City Teknik Direktörü Manuel Pellegrini'nin çok yakından takip etmesi gereken bir mücadele oldu. Şilili teknik adam, kesinlikle bu maçı en küçük ayrıntısına kadar incelemesi gerekiyor. Bu maç, Barcelona'ya karşı iç sahada nasıl oynanması gerektiğinin bir dersiydi: Cesur, yüksek tempolu, bire-bir, sağlam basan... Real Sociedad, İngilizlerin yapamadığını yaptı. Ve Bask ekibi, bunun ödülünü en güzel şekilde aldı.
Aslında Barça, bu 3 puanı rakibine kendi elleriyle sundu. Açıklaması zor... Teknik Direktör Gerardo Martino, bundan 10 gün önce Anoeta'da oynanan kupa maçında büyük övgü aldı. Bu beraberlikle, Katalanlar, finale adını yazdıran taraf oldu. O gece, Barcelona topu ayağında tutmuş ve uzun süre topu dolaştırarak rakiplerini mental anlamda bozmuştu. Daha sonra golü bulmuş, akabinde maçı koparacak fırsatları değerlendirememiş ve Antoine Griezmann'ın eşitlik sayısıyla 1-1'e razı olmuştu.

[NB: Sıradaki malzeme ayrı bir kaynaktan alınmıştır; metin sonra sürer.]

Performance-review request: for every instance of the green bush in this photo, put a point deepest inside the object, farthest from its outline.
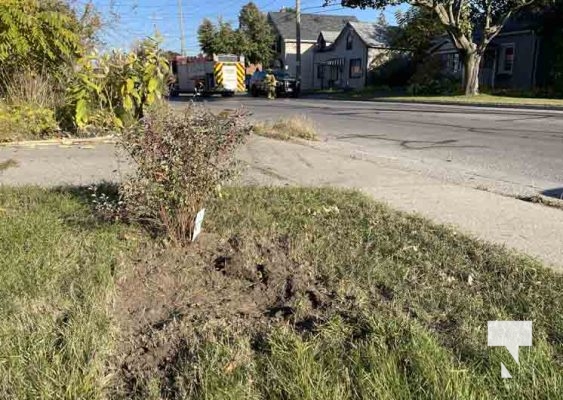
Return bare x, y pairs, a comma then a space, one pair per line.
112, 90
26, 121
181, 160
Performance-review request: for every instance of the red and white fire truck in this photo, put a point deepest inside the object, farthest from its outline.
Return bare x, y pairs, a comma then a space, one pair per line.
222, 74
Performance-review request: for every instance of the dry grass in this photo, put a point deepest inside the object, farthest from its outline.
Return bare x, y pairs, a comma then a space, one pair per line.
27, 87
287, 128
362, 303
10, 163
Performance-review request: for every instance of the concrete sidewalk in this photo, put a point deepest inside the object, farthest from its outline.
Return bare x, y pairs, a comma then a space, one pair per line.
529, 228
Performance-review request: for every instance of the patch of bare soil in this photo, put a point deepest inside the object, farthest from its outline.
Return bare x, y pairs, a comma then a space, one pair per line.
174, 296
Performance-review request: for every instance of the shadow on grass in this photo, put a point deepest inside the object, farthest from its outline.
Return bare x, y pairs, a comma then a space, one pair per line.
102, 201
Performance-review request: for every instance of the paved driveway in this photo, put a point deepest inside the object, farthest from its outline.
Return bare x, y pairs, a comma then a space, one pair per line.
517, 152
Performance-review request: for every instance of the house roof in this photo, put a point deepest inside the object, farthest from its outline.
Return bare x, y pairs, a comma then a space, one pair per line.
373, 35
311, 24
330, 36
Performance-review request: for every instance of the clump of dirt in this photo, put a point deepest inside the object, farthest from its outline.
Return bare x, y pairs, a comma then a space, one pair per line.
173, 296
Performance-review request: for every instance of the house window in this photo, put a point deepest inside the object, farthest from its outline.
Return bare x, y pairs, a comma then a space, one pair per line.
506, 62
356, 68
349, 41
320, 71
453, 62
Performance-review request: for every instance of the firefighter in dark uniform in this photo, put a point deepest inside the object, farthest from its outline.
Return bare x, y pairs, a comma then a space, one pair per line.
271, 84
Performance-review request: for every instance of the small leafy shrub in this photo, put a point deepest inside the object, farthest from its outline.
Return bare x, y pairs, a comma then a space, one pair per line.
431, 80
286, 128
106, 204
181, 160
26, 121
395, 71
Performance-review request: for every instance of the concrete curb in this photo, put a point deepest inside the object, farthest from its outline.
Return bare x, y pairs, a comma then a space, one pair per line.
533, 107
59, 142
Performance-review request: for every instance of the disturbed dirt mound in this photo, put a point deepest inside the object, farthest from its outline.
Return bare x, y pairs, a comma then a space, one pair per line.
174, 295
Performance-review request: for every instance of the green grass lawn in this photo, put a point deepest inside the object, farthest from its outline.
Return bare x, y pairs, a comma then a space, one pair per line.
289, 294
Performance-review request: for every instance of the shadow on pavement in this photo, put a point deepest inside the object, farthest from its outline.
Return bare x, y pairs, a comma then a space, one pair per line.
557, 193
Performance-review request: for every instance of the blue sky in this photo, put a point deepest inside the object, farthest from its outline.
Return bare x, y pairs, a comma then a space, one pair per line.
134, 19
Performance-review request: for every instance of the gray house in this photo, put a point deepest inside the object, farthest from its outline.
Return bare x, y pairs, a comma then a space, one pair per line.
312, 25
512, 60
344, 59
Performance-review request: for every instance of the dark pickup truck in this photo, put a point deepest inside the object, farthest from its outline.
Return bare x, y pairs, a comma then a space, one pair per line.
285, 86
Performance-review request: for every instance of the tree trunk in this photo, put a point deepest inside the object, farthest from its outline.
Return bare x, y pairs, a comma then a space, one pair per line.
472, 62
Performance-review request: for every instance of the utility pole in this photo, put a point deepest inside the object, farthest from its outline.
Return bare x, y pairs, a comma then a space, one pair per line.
298, 37
182, 32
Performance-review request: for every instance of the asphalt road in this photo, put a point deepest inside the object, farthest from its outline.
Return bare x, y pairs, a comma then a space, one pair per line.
515, 152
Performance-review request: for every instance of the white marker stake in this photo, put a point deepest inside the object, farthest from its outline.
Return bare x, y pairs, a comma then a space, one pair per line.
512, 335
197, 224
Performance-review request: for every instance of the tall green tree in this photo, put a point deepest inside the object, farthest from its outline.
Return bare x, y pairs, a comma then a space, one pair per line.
206, 36
417, 28
461, 19
256, 34
41, 35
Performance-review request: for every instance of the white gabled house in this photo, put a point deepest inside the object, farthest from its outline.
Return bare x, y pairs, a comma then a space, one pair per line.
344, 60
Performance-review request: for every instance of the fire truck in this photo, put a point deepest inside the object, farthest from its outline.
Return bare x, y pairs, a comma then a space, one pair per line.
222, 74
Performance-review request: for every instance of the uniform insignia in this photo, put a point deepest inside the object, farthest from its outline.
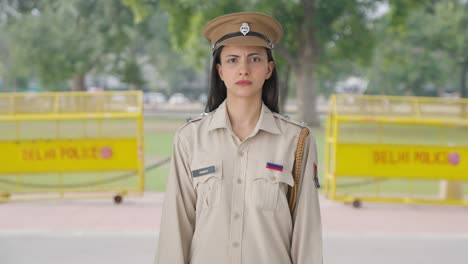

O gece, Martino, bu zorlu deplasmanda galibiyetin formülünü bulmasına rağmen cumartesi gecesi fikrini değiştiren ne oldu, bunu sadece kendisi biliyor. Barça, La Liga'da 2007 yılından bu yana Real Sociedad'a karşı Anoeta'da galip gelemiyor. Önümüzdeki ay Santiago Bernabeu'daki El Clasico'yu bir kenara koyarsak, bu deplasman Barça'nın bu sezon oynayacağı en zor dış saha maçıydı.
Yıkım | Real Sociedadlı futbolcular gol sevincini yaşarken Messi'nin üzüntüsü
Daha kötüsü olamazdı. Yavaş tempoda başlayan maç, Alex Song'un 32. dakikada kendi kalesine attığı gol ile kötü bir başlangıca dönüştü. Ancak Barça, gole çabuk cevap verdi. Lionel Messi, sadece 3 dakika sonra kendisiyle klasikleşen tipik gollerinden birini kaydetti.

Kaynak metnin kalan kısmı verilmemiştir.